Equally a portrait of the artist and of a decade, this celebratory documentary makes the short, accelerated life of Keith Haring (1958–1990) inseparable from that short, accelerated period we know as '80s New York. He arrived there, like his idol Andy Warhol, a small-town boy from Pennsylvania. He swiftly became an art-world star, known for vibrant, optimistic cartoons and murals—often executed in subway stations, graffiti-style, and on sidewalks—and as something of a gay icon. Madonna performed at his birthday party, in a dress covered with his scribbles. He painted a mostly nude Grace Jones, whom we see performing here—among many other period clips—at the famed Paradise Garage. Near decade's close, Haring was commissioned to paint the Berlin Wall—a reminder of how that era was to end so abruptly.
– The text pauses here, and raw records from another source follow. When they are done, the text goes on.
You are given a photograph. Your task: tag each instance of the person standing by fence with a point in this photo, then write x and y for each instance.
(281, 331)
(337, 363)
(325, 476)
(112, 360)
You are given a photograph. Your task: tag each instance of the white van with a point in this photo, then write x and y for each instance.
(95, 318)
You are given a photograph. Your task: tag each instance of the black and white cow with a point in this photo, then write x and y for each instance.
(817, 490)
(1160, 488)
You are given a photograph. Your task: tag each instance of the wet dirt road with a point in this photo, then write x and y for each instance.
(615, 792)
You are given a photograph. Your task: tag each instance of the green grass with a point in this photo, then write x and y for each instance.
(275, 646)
AIDS, of course, was its punctuation note. Haring was an activist before he fell ill, and he continued to create and lecture—with generous excerpts shown here—right up to the inevitable end. With family and other members of the Keith Haring Foundation interviewed here (plus Yoko Ono, Kenny Scharf, and various scenesters), Universe is not a critical appraisal of Haring's work or legacy. I lived in Manhattan during those years, and his youthful energy surely made the city a better place. Today his work holds up less well on museum walls than as cheerful hospital murals—instruments of healing, Haring believed. Maybe that's ironic, or maybe we just live in unhealthier times.